Emerging markets, led by India, remain structurally stronger than developed peers, supported by fiscal discipline and steady domestic demand. Europe’s indices, meanwhile, ride the same liquidity wave, though credit markets are flashing early warning signs of overheating as corporate debt leverage rises.

Final Market Stance and Trading Bias

Based on the current structure, global equities remain in an extended bull phase but vulnerable to overextension. The technical picture suggests that traders should maintain exposure with protective stops.
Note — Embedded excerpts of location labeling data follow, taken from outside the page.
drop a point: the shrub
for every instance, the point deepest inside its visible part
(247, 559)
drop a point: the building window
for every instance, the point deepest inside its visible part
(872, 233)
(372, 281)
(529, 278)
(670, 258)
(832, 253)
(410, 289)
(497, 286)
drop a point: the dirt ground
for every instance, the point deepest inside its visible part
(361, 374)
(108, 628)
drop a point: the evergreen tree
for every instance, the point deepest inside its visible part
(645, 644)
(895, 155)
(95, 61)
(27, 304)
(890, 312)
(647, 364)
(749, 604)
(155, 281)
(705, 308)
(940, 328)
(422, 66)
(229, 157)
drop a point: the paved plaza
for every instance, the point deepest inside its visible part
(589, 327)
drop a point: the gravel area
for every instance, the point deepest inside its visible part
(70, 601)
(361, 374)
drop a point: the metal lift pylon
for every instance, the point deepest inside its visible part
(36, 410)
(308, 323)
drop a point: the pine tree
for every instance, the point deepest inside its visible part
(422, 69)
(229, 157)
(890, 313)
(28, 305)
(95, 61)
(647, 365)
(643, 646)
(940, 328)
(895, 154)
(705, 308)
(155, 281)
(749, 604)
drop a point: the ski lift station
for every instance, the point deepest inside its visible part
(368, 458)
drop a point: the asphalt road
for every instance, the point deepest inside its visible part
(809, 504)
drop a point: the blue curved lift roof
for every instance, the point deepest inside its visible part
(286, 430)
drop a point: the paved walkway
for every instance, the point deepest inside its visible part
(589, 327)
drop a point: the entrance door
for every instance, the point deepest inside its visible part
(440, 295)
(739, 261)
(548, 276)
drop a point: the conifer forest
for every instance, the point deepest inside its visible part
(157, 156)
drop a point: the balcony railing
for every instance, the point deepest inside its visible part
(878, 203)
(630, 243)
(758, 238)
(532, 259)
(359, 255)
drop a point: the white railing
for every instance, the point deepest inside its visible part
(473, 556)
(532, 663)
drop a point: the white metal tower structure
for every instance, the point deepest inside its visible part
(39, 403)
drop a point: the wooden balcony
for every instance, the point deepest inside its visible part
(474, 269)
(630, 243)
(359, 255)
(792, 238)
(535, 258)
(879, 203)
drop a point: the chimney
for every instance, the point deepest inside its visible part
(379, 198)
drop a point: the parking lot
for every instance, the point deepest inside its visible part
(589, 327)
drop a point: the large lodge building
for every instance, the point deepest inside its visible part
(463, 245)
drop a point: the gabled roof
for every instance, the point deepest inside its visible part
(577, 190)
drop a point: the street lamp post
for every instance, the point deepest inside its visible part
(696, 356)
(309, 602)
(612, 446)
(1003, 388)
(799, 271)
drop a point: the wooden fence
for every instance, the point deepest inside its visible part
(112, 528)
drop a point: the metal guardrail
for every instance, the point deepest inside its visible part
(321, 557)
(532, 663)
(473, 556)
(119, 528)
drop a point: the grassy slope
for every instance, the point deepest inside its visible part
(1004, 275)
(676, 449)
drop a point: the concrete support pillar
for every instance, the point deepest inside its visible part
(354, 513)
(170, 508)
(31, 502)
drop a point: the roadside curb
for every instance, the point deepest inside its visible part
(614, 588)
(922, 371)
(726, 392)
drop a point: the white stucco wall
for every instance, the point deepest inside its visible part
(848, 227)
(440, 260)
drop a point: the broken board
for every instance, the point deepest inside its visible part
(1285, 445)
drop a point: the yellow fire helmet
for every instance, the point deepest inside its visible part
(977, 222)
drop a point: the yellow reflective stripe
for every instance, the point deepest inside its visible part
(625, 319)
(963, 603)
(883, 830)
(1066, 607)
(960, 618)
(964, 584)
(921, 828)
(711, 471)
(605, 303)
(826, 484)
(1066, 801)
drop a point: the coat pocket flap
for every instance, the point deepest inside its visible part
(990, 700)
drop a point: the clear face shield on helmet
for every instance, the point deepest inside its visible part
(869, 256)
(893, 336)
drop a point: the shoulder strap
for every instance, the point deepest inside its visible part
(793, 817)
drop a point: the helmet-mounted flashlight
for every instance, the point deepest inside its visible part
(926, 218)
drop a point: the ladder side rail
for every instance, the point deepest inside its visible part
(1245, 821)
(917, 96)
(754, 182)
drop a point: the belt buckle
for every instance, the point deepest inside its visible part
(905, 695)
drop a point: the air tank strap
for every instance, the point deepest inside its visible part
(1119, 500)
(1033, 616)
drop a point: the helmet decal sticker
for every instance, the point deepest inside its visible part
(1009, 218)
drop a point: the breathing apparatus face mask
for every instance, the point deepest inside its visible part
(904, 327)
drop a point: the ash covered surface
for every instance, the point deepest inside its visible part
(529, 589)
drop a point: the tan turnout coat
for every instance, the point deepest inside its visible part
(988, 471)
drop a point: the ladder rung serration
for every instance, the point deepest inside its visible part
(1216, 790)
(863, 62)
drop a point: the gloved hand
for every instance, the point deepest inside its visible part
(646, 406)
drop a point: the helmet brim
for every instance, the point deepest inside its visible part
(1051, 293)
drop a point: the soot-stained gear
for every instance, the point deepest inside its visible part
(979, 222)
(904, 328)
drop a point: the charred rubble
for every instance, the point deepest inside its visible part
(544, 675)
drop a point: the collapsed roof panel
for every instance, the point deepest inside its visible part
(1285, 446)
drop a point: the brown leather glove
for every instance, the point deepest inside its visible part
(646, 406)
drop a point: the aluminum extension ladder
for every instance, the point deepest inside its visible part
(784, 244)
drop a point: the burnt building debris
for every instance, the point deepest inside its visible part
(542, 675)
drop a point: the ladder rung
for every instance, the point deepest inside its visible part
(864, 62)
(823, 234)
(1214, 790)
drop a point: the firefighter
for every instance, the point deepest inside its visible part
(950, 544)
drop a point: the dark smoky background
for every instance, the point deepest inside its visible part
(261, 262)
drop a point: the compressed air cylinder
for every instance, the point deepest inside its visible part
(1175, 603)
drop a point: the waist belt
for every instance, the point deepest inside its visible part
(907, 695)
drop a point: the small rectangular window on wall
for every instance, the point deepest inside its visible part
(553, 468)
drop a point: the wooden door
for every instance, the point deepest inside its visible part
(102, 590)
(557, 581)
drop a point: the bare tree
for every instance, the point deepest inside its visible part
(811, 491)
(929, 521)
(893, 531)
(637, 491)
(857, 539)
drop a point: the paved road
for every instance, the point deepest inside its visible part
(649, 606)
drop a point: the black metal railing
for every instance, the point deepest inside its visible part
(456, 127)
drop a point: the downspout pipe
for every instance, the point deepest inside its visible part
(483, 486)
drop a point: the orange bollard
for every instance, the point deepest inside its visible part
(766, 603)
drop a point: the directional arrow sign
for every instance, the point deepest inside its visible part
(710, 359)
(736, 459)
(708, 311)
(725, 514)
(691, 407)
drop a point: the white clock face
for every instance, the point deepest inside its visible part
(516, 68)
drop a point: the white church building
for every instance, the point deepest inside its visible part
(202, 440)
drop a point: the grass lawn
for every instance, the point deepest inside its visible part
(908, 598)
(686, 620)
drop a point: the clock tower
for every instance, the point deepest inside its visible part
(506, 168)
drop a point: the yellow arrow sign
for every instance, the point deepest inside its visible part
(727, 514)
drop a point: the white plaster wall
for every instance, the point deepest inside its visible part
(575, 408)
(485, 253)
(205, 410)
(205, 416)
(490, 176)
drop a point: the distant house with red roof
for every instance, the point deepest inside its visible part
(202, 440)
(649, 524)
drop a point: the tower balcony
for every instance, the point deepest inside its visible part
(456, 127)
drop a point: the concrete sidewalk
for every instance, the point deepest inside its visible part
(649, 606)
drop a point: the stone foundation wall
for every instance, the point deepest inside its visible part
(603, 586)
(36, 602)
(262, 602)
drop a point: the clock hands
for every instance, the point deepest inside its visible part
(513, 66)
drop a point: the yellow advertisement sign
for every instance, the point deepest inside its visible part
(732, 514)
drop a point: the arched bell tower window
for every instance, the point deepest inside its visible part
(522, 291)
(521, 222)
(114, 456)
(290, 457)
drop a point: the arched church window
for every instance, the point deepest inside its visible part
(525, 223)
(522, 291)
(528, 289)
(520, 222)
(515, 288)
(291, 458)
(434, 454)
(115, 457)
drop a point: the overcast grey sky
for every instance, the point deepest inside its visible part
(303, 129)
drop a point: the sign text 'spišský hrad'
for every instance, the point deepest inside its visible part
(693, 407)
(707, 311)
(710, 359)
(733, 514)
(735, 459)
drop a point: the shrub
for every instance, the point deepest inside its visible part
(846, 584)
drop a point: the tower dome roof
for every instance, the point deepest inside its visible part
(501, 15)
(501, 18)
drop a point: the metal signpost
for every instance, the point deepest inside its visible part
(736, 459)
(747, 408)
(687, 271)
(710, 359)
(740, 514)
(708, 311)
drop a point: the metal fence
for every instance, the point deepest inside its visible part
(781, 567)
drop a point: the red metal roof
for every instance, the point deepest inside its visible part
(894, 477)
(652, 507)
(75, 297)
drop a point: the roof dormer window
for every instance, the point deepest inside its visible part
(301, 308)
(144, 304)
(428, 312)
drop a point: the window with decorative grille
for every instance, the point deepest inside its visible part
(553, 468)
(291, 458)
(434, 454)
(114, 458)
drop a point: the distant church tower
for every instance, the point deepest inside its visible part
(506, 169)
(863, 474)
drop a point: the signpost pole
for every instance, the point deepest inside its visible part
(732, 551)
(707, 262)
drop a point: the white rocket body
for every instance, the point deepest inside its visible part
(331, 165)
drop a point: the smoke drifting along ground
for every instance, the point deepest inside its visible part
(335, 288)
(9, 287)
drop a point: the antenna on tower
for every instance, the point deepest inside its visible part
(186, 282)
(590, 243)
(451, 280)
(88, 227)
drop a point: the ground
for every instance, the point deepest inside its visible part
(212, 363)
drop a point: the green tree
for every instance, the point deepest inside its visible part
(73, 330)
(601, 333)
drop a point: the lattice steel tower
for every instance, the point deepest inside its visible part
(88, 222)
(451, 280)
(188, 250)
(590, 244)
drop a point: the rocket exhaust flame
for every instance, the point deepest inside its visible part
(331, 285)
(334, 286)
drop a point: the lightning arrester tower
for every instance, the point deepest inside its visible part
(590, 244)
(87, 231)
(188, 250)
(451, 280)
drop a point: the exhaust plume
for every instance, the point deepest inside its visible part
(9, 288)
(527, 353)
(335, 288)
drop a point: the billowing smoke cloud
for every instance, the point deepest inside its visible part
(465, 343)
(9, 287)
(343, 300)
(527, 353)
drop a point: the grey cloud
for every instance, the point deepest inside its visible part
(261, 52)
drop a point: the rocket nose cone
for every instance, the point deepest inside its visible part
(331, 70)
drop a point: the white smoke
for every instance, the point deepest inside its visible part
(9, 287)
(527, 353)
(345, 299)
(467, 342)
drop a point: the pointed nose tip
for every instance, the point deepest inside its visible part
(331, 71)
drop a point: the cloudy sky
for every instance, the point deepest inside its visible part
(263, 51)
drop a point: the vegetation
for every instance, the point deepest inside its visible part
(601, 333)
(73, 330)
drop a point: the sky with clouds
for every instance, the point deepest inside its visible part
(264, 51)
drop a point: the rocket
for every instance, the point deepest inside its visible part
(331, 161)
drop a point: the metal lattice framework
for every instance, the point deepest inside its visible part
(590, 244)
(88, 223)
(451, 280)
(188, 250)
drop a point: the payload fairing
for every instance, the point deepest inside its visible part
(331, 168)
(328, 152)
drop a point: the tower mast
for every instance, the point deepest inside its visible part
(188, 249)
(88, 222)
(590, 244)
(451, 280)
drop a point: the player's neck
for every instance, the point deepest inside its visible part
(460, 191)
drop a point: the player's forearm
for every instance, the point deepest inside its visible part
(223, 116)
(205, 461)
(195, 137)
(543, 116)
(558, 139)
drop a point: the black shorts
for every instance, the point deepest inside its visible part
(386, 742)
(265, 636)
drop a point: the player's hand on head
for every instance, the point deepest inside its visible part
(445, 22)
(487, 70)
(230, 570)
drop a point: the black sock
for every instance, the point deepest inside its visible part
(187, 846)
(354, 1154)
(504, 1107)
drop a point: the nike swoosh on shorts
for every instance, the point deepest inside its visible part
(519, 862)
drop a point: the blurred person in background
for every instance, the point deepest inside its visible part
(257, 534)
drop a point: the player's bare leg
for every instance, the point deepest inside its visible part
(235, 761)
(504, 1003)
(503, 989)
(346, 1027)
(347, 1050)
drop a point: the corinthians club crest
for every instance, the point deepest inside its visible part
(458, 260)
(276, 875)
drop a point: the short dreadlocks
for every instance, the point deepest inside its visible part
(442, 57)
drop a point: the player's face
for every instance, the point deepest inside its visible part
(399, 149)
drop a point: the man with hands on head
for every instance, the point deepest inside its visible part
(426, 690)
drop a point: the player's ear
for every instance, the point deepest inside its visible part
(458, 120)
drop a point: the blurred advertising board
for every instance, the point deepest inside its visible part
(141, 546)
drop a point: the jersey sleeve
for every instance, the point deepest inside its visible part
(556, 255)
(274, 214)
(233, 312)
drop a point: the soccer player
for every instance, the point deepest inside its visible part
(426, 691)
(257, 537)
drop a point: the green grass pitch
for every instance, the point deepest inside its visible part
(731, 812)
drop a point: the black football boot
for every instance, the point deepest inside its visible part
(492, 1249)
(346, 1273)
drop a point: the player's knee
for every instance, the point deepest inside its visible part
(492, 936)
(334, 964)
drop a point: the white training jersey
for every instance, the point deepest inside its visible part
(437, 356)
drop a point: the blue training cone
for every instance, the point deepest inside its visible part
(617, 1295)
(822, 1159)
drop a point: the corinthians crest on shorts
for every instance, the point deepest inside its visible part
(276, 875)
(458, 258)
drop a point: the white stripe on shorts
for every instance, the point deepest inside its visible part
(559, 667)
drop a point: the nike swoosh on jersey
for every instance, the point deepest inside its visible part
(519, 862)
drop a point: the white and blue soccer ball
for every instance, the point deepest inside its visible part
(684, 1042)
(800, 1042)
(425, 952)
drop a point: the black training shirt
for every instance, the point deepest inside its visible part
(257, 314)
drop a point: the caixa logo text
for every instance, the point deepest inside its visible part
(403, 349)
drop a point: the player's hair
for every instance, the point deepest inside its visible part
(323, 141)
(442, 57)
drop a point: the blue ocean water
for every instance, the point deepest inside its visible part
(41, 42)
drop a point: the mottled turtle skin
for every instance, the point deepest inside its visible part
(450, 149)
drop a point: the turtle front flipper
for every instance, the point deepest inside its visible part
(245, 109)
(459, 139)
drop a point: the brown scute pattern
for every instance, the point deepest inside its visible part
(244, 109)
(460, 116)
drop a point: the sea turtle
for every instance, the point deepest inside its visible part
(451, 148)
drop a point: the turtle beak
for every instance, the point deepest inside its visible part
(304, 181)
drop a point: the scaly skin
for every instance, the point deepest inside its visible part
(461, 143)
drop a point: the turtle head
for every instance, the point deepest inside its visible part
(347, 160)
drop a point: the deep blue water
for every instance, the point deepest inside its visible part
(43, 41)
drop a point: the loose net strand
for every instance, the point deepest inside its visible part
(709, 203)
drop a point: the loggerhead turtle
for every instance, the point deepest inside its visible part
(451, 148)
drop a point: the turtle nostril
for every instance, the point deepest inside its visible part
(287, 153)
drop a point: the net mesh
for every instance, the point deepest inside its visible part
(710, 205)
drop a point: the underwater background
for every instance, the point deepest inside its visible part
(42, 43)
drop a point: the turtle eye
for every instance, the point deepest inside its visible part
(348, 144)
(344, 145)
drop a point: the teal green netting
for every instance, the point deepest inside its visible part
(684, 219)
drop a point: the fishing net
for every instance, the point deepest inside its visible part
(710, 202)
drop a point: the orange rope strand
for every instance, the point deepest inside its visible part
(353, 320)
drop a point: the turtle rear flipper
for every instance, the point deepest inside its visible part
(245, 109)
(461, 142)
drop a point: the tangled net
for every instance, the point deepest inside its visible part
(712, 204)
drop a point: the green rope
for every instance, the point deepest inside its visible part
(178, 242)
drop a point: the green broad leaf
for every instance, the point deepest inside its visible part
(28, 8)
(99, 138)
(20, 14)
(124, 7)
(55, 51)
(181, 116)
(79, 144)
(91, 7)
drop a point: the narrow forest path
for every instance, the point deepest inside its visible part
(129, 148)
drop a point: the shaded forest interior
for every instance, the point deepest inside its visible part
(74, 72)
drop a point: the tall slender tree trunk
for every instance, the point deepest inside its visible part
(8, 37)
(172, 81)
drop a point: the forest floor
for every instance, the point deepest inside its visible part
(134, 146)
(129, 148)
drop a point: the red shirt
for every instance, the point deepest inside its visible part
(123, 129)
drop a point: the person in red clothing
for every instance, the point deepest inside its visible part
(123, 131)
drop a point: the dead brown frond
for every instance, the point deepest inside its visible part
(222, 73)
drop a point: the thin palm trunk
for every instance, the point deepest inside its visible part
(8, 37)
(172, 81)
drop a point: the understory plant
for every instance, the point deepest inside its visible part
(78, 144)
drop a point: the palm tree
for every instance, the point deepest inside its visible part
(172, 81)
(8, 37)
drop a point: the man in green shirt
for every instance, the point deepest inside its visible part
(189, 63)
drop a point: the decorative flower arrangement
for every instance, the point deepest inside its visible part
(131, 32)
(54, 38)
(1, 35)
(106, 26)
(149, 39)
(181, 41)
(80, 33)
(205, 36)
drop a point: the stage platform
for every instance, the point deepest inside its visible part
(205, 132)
S&P 500 (SPX): HOLD, bullish above 6,600, with targets near 6,900–7,000
Nasdaq (NDX): HOLD, watch resistance at 25,000, vulnerable to correction if momentum fades
Dow Jones (DJI): BUY on dips above 46,000, upside potential toward 48,200–50,000
Nifty (NSE:NIFTY): BUY above 24,700, near-term target 25,400, strong macro backdrop
Sensex (BSE:SENSEX): BUY above 81,000, scope for 82,500–83,000 in Q4

Global markets are rallying through uncertainty, driven less by fundamentals than by liquidity and positioning. With shutdowns, policy risks, and overbought charts colliding, October 2025 may yet prove the most pivotal month of the year—one where exuberance meets gravity.